E só perceberam que as coisas não eram assim quando decidiram se separar. Não, quando ela decidiu se separar dele, porque ele a amava, mas ela não gostava mais dele. Já tinham se passado quinze anos desde que tinha começado a fingir para si mesmo que estava satisfeita com a vida que levava, mas não estava.
Ele aceitou a contragosto, e Igor, por ser muito apegado ao pai – a única figura que lhe dava o mínimo de atenção – tomou as dores para si ao presenciar o pai sofrendo pelo término, e por isso começou a repudiar a mãe. Repudiava por seu amor por ela nunca ter sido correspondido, e a frustração ter sido deixada de lado para dar voz à ira, e essa era desenfreada.
Mas, por mais que seu filho fosse um estranho ao ninho e a relação com outrora seu grande amigo por tanto tempo estivesse um tanto conturbada por mágoas passadas, ela ainda criava afeição por algumas pessoas ao seu entorno. Ao exemplo de Pedro, filho do caseiro da ala do suntuoso condomínio onde morava. Ela o adorava e, apesar da diferença notável de idade, o considerava um amigo próximo. Por muitos dias ele a ia visitar apenas para conversar, fazer companhia, acompanhar no lanche da tarde, sem contar que ele era um homem sensível e extremamente querido, cuidadoso, zeloso.

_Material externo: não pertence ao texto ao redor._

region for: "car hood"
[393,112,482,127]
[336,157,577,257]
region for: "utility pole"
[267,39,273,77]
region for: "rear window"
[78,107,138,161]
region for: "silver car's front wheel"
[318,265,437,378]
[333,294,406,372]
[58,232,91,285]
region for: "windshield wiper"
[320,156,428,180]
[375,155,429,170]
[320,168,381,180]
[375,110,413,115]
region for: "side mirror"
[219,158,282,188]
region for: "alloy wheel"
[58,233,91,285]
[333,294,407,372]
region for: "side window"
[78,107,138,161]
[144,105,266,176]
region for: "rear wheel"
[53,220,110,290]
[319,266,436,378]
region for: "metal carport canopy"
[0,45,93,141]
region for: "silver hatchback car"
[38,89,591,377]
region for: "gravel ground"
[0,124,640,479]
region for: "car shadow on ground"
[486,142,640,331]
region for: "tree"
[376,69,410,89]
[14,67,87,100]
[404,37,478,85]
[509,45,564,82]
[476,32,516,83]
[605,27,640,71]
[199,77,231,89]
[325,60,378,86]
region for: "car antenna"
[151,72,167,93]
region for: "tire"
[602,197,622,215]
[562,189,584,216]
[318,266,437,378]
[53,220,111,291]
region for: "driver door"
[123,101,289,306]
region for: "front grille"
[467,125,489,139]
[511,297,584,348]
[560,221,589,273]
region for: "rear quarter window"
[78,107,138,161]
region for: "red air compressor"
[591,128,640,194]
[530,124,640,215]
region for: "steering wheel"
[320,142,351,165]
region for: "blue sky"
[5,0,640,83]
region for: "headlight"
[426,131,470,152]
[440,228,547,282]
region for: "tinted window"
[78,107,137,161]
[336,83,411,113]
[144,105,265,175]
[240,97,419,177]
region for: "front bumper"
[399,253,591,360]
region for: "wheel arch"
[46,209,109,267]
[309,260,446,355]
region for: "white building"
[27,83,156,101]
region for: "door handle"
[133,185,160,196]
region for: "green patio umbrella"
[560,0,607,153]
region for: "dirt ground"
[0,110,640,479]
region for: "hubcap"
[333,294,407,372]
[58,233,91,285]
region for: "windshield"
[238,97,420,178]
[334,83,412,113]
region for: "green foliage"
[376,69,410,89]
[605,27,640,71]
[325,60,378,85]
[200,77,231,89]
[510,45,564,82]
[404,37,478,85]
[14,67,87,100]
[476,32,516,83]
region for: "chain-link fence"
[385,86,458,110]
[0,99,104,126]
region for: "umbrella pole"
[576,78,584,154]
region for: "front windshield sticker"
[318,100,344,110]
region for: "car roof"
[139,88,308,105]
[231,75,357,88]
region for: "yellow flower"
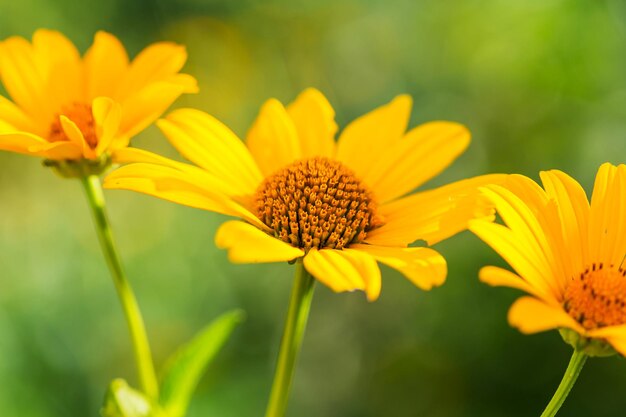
[0,29,197,161]
[470,164,626,355]
[105,89,501,300]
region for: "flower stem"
[265,260,315,417]
[541,350,588,417]
[81,175,159,399]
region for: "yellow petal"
[115,82,184,141]
[113,148,197,169]
[0,132,82,160]
[163,74,199,94]
[589,163,626,265]
[215,220,304,263]
[366,174,507,246]
[84,31,128,100]
[340,248,382,301]
[287,88,337,158]
[246,99,302,176]
[304,249,366,292]
[59,115,90,155]
[350,244,448,290]
[540,170,589,277]
[0,36,53,120]
[91,97,122,155]
[587,324,626,356]
[33,29,81,108]
[362,122,470,203]
[0,132,47,155]
[478,266,540,301]
[115,42,187,101]
[469,220,561,300]
[481,185,560,293]
[112,148,231,195]
[157,109,263,195]
[0,95,36,135]
[104,163,268,230]
[337,95,412,178]
[509,297,585,334]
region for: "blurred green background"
[0,0,626,417]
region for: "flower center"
[564,263,626,329]
[48,102,98,148]
[254,157,382,251]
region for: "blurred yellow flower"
[105,89,503,300]
[470,163,626,355]
[0,29,197,160]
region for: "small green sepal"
[100,379,166,417]
[559,328,617,357]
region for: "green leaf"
[100,379,163,417]
[160,310,244,417]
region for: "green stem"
[81,175,159,399]
[265,260,315,417]
[541,350,588,417]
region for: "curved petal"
[478,266,554,302]
[115,82,184,141]
[0,36,53,121]
[0,132,82,160]
[350,244,448,291]
[83,31,128,100]
[157,109,263,195]
[588,324,626,356]
[341,248,382,301]
[112,148,231,195]
[115,42,187,102]
[59,115,93,156]
[469,220,561,300]
[481,185,572,292]
[362,122,470,203]
[287,88,337,158]
[0,132,48,154]
[337,95,412,178]
[304,249,366,292]
[509,297,585,334]
[0,95,37,135]
[539,170,590,277]
[246,99,302,176]
[104,163,269,230]
[33,29,86,108]
[91,97,122,155]
[366,174,507,246]
[589,163,623,264]
[215,220,304,263]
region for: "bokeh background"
[0,0,626,417]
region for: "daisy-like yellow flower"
[105,89,502,300]
[0,29,197,169]
[470,163,626,355]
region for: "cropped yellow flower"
[0,29,197,160]
[105,89,502,300]
[470,164,626,355]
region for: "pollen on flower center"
[254,157,382,251]
[48,102,98,148]
[564,263,626,329]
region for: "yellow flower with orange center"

Via um grande futuro nele, e procurava o ajudar como podia, seja na questão monetária ou com incentivo para que ele terminasse a escola e fizesse alguma faculdade de que gostava, pra assim dar um futuro diferente aos pais, com mais conforto. Ela o admirava por ter alguma esperança de futuro e por ter tantas oportunidades para fazer diferente, coisas que ela não tinha mais.
— Senhora? – ela ouviu a voz dele chamar de fundo. Tinha se distraído por muito tempo divagando em seus pensamentos – Está tudo bem?
— Sim, Pedro, só... – jogou água em seu rosto, tentando se reanimar o máximo que podia – um minuto.
Laura ali nem era mais Laura. Era senhora, madame, ou Akemi Salles como era mais conhecida, muito por conta de que seu ex-marido costumava a chamar assim afirmando que aquele nome dava a sensação de imponência que ela merecia, enquanto Laura Oliveira dava a impressão de que ela era uma qualquer. Ele podia até ter razão, mas ela preferia definitivamente quando era ninguém e não precisava carregar ainda mais o peso de um nome.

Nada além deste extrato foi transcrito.